Maxy Junior merapatkan sepasang bibirnya.
"Ciciyo Suzuki mengatakan sejak mereka kecil, kedua orang tua mereka – terutama ibu mereka – memperlakukan mereka dengan keras. Misalnya, dapat nilai di bawah 90 saja akan langsung disuruh membersihkan semua toilet yang ada di rumah atau mencabuti semua rumput di taman depan rumah. Semua itu harus mereka selesaikan sendiri tanpa bantuan para pembantu." Martin Jeremy melanjutkan lagi.
"Sebegitu keraskah? Bertolak belakang dengan kita ya…" Mata Maxy Junior sedikit membeliak.
"Iya… Bertolak belakang dengan kita yang sama sekali tidak pernah diperhatikan dan lebih sering ditelantarkan, iya kan?" Martin Jeremy meledak dalam tawa ringannya.

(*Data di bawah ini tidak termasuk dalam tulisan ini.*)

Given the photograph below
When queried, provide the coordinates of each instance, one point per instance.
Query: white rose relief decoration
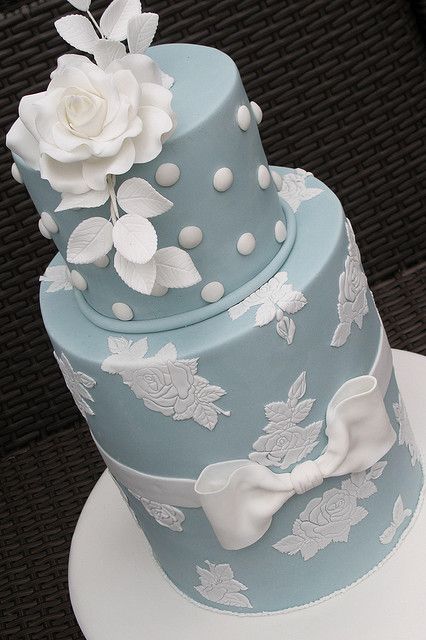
(285, 442)
(164, 383)
(330, 518)
(217, 584)
(352, 303)
(294, 189)
(94, 122)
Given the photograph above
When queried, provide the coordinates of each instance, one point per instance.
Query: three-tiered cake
(213, 323)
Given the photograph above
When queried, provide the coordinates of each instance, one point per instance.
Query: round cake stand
(118, 591)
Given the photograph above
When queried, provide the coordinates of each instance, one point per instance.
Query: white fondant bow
(239, 497)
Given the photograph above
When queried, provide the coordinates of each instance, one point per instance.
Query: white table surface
(119, 593)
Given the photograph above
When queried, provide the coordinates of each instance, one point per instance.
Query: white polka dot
(49, 222)
(44, 232)
(167, 174)
(158, 290)
(102, 262)
(243, 117)
(223, 179)
(212, 292)
(16, 174)
(263, 177)
(257, 111)
(280, 231)
(246, 244)
(78, 281)
(278, 181)
(122, 311)
(190, 237)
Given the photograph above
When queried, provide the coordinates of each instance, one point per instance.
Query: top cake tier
(214, 171)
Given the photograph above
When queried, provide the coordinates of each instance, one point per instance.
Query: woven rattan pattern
(342, 85)
(43, 490)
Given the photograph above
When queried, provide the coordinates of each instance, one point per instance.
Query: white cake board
(119, 593)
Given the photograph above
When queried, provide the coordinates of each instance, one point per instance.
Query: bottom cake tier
(170, 409)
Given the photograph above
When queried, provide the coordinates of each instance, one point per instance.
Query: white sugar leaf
(377, 470)
(83, 5)
(106, 51)
(118, 345)
(302, 409)
(278, 412)
(175, 268)
(137, 196)
(265, 314)
(135, 238)
(298, 388)
(139, 348)
(87, 200)
(286, 329)
(89, 241)
(116, 17)
(78, 31)
(141, 31)
(59, 278)
(292, 302)
(341, 334)
(140, 277)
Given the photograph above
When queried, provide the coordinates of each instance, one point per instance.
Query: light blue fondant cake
(213, 323)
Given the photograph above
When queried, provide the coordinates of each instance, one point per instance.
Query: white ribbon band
(240, 497)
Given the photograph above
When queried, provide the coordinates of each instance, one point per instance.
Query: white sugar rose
(91, 123)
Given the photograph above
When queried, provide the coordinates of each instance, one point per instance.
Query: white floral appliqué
(285, 442)
(219, 585)
(294, 190)
(406, 435)
(59, 278)
(352, 303)
(164, 383)
(78, 383)
(330, 518)
(274, 298)
(165, 514)
(399, 515)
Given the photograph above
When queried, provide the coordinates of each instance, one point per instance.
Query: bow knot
(306, 476)
(239, 497)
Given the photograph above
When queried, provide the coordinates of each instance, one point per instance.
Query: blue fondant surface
(206, 96)
(254, 365)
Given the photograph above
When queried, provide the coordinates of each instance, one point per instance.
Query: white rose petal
(141, 31)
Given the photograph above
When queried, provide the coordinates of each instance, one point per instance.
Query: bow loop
(240, 497)
(306, 476)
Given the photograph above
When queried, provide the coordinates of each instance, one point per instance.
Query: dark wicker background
(343, 87)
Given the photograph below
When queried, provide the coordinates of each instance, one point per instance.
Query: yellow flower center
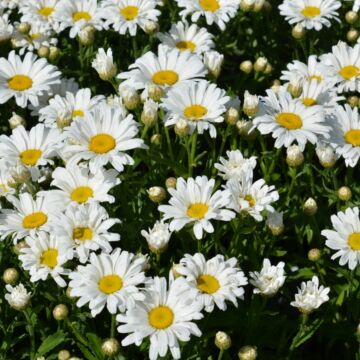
(161, 317)
(197, 210)
(165, 77)
(354, 241)
(309, 101)
(78, 113)
(30, 157)
(46, 11)
(82, 194)
(350, 71)
(353, 137)
(186, 45)
(207, 284)
(102, 143)
(209, 5)
(110, 283)
(20, 82)
(195, 112)
(315, 77)
(289, 121)
(34, 220)
(311, 11)
(82, 234)
(129, 12)
(81, 15)
(250, 200)
(49, 258)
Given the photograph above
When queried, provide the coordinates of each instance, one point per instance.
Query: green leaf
(51, 342)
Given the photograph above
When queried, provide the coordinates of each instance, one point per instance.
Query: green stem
(30, 329)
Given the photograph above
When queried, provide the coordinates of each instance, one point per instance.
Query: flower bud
(24, 28)
(11, 276)
(310, 207)
(43, 51)
(54, 53)
(182, 128)
(246, 66)
(156, 139)
(16, 120)
(170, 183)
(298, 31)
(60, 312)
(326, 155)
(344, 193)
(110, 347)
(251, 104)
(157, 194)
(294, 156)
(213, 61)
(64, 355)
(151, 27)
(222, 340)
(352, 35)
(314, 254)
(247, 353)
(87, 35)
(351, 17)
(149, 114)
(155, 92)
(231, 116)
(260, 64)
(130, 97)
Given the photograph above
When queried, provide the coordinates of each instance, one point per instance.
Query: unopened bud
(11, 276)
(60, 312)
(110, 347)
(310, 207)
(344, 193)
(246, 66)
(16, 120)
(157, 194)
(222, 340)
(294, 156)
(314, 254)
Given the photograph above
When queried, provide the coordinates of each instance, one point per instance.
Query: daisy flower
(235, 166)
(216, 280)
(46, 256)
(77, 185)
(193, 202)
(128, 15)
(88, 227)
(310, 296)
(345, 133)
(103, 137)
(30, 149)
(169, 67)
(345, 238)
(251, 197)
(110, 280)
(290, 120)
(200, 103)
(269, 280)
(187, 37)
(27, 79)
(165, 316)
(76, 14)
(344, 66)
(62, 110)
(215, 11)
(313, 70)
(311, 14)
(29, 217)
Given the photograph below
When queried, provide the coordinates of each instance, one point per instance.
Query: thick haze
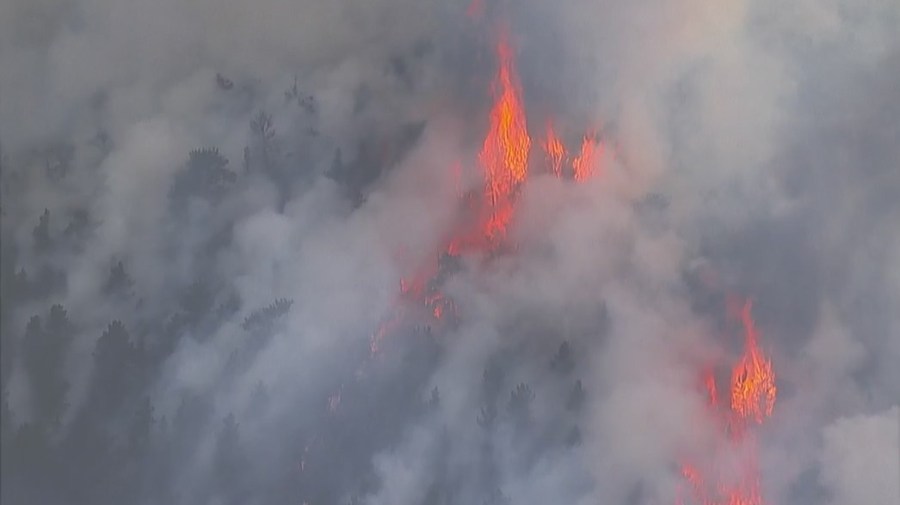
(753, 151)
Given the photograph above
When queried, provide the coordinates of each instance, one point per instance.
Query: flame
(753, 389)
(583, 164)
(503, 158)
(554, 149)
(753, 394)
(504, 154)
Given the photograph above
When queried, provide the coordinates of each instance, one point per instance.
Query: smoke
(750, 151)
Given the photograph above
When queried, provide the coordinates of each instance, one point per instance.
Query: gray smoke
(242, 185)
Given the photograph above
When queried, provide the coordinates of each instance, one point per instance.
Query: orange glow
(488, 212)
(753, 389)
(583, 164)
(504, 154)
(753, 394)
(554, 150)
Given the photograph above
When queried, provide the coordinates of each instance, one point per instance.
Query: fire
(753, 394)
(554, 149)
(503, 159)
(753, 389)
(504, 154)
(583, 164)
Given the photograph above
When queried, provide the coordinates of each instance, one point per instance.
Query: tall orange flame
(753, 389)
(504, 154)
(753, 394)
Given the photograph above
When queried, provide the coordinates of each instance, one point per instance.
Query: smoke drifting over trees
(208, 207)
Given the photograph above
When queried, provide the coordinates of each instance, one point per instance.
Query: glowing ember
(583, 164)
(503, 159)
(504, 155)
(554, 150)
(753, 395)
(753, 389)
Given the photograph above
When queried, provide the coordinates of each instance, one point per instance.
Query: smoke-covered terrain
(212, 210)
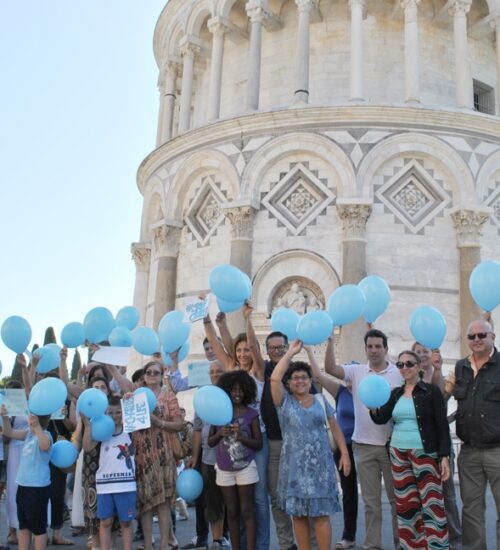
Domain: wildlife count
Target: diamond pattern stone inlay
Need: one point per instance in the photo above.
(298, 198)
(413, 196)
(204, 214)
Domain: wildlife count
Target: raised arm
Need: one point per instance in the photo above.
(326, 380)
(330, 366)
(219, 351)
(259, 365)
(280, 370)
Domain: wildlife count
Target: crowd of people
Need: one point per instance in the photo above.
(283, 453)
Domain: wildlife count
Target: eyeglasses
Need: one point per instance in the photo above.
(301, 377)
(407, 364)
(480, 335)
(276, 348)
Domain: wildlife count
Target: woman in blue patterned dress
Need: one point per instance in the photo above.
(307, 484)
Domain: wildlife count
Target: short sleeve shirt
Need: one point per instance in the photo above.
(365, 430)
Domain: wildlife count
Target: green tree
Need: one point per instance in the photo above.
(50, 336)
(76, 365)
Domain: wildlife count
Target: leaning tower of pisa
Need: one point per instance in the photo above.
(310, 142)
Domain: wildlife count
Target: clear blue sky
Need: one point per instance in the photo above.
(79, 105)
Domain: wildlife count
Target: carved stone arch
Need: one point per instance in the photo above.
(153, 209)
(298, 142)
(313, 274)
(423, 146)
(201, 11)
(207, 161)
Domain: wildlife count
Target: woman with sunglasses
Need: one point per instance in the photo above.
(419, 449)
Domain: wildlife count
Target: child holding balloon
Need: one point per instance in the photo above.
(33, 479)
(236, 443)
(115, 478)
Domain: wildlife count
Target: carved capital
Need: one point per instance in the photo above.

Maxy Junior sedikit mendengus sinis.
"Jadi bisa ditebak sejak kecil sampai dengan sekarang, Natsumi Kyoko dan Ciciyo itu tidak pernah mengenal apa yang namanya berpacaran, apalagi yang namanya berciuman dan kontak fisik langsung dengan laki-laki. Sudah pasti yang namanya ciuman pertama itu sangat penting bagi mereka."
Maxy Junior menghela napas panjang. Dia sungguh bingung apa yang harus ia perbuat ke depannya.
"Kenapa memangnya?" Martin Jeremy sedikit mengerutkan dahinya.
"Natsumi bilang aku yang telah mengambil ciuman pertamanya."
"Syukur deh… Setidaknya kau belum mengambil keperawanannya." Martin Jeremy mengulum senyumannya.
"Hei!" Maxy Junior sedikit berteriak nyaring. "Entah kenapa aku mulai tidak suka dengan orang-orang yang selalu mengecap aku sebagai lelaki fuckboy yang hanya memangsa keperawanan anak gadis orang."
Martin Jeremy tergelak sekarang. "Sorry… Sorry… Memang di seantero sekolah kau sudah sangat terkenal akan hal itu, Bang Maxy Junior."
"Masalahnya adalah aku bahkan tidak ingat kapan aku pernah mengambil ciuman pertamanya itu loh… Jujur ya, Martin… Menggandeng tangannya saja aku gugup dan kadang-kadang bisa sangat deg-degan. Bagaimana pula aku bisa mengambil ciuman pertamanya?" Maxy Junior terlihat benar-benar tertekan sekarang.
"Wah… Kali ini benar-benar masalah besar deh, Bang Maxy. Sorry… Kali ini hanya kau sendiri yang bisa membantu dirimu sendiri. Tidak mungkin Natsumi Kyoko mengatakan hal itu tanpa angin tanpa hujan, Bang Maxy Junior. Cobalah untuk mengingatnya lagi. Mungkin saja pada waktu itu kau melakukannya dalam keadaan tidak sadar."
Maxy Junior berpikir keras. Dia tenggelam semakin dalam ke kesadaran tingkat kedelapannya untuk menemukan bagian memorinya yang hilang itu. Kapan dia pernah mencium Natsumi Kyoko dan ia tidak menyadarinya?
Remiak kegelisahan berselarak di padang sanubari Maxy Junior malam itu.